Les terrains de l’Etat sont entrain d’être vendus illégalement par certaines autorités en ville de Baraka au Sud-Kivu, dénoncent les structures citoyennnes de la place.
Après la dénonciation faite le Bureau de coordination urbaine de la société civile de Baraka quant à ce, le mouvement citoyen « Debout pour la République », est revenu à son tour sur la même dénonciation et évoque des actes de corruption exigeant la « transparence totale » ainsi que « la vérité » sur cette affaire.
Dans sa déclaration faite le vendredi 07 novembre 2025, le mouvement citoyen « Debout pour République » par le biais de son Coordinnateur Justin Mulengwa, promet à donner un mot d’ordre à la population pour une mobilisation générale pour des actions citoyennes si la vérité n’est pas établie rapidement.
« Nous portons à l’intention de la population et des autorités compétentes que le terrain du tribunal a été cédé de manière frauduleuse à la CADECO, tandis que le terrain du parquet a été vendu à un parti politique, notamment l’UDPS. Ce comportement est inacceptable, contraire à la loi et à l’intérêt général, et constitue une grave atteinte au patrimoine Public », dénonce ce mouvement citoyen.

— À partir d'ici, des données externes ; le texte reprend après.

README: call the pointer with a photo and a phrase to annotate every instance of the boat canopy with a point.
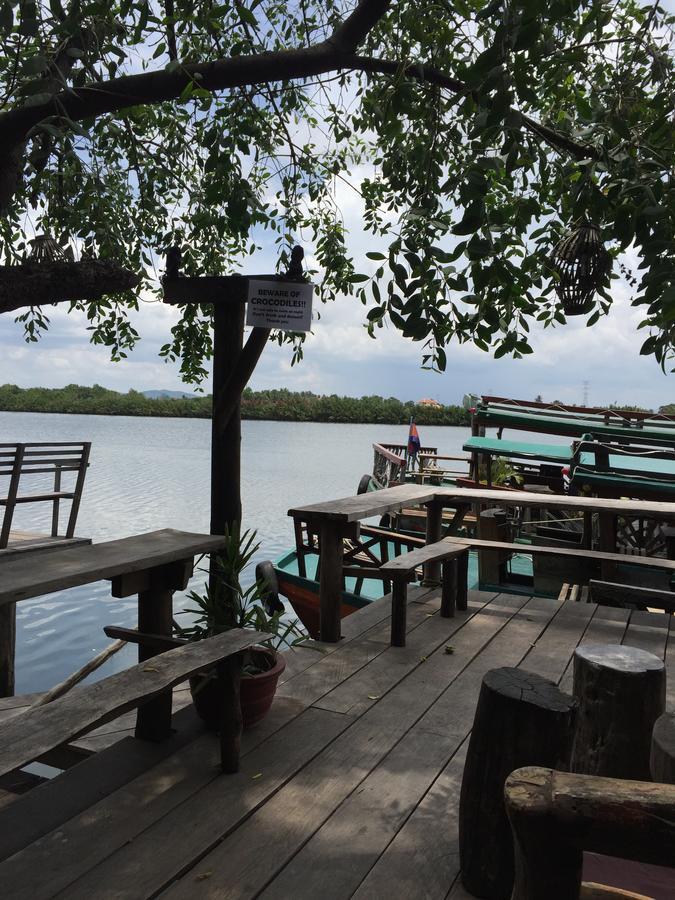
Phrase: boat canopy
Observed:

Debout pour la République condamne sévèrement ces actes de corruption et exige la transparence ainsi que la vérité sur cette affaire.
« La vigilance et la mobilisation citoyenne sont essentielles pour la défense des droits publics et la sauvegarde de l’intérêt collectif », Conclu ce mouvement citoyen.
De même le Bureau urbain de la société civile de Baraka, a démontré son regret sur la vente de ces espaces publics et appelle à l’autorité urbaine d’organiser une réunion dans l’urgence sur ce sujet.
« Il est incompréhensible et regrettables de Constant que le terrain du Tribunal a été attribué à l’institution financière CADECO, tandis que l’espace du parquet près le tribunal de paix au parti politique UDPS. « C’est un pillage flagrant des biens de l’Etat », a déclaré Albert Etunda Maisha, Président de bureau de Coordination.
Au nom de la population de Baraka, la société civile veut avoir la vérité et connaître celui qui a autorisé ces transactions, car d’après la société civile, Baraka n’appartient à aucun individu.
Outre, la société civile a adressé une correspondance à l’administrateur de Fizi, Samy Kalondji Badibanga, pour l’informer de c’est qu’elle qualifie de la « saisie abusive » de bâtiments d’intérêts communautaires, notamment MOETEL et COMPAHUND, situés en ville de Baraka jadis gérés par le secteur de Mutambala.
La société civile déplore également l’occupation illégale de la salle Mahamat, alors qu’elle est dans la gestion de la COOPAC au service de la communauté, mais servirait aux intérêts personnels de l’administrateur du Territoire de Fizi. La société civile se réserve de ses droits d’organiser des actions citoyennes pour réclamer les droits de la communauté.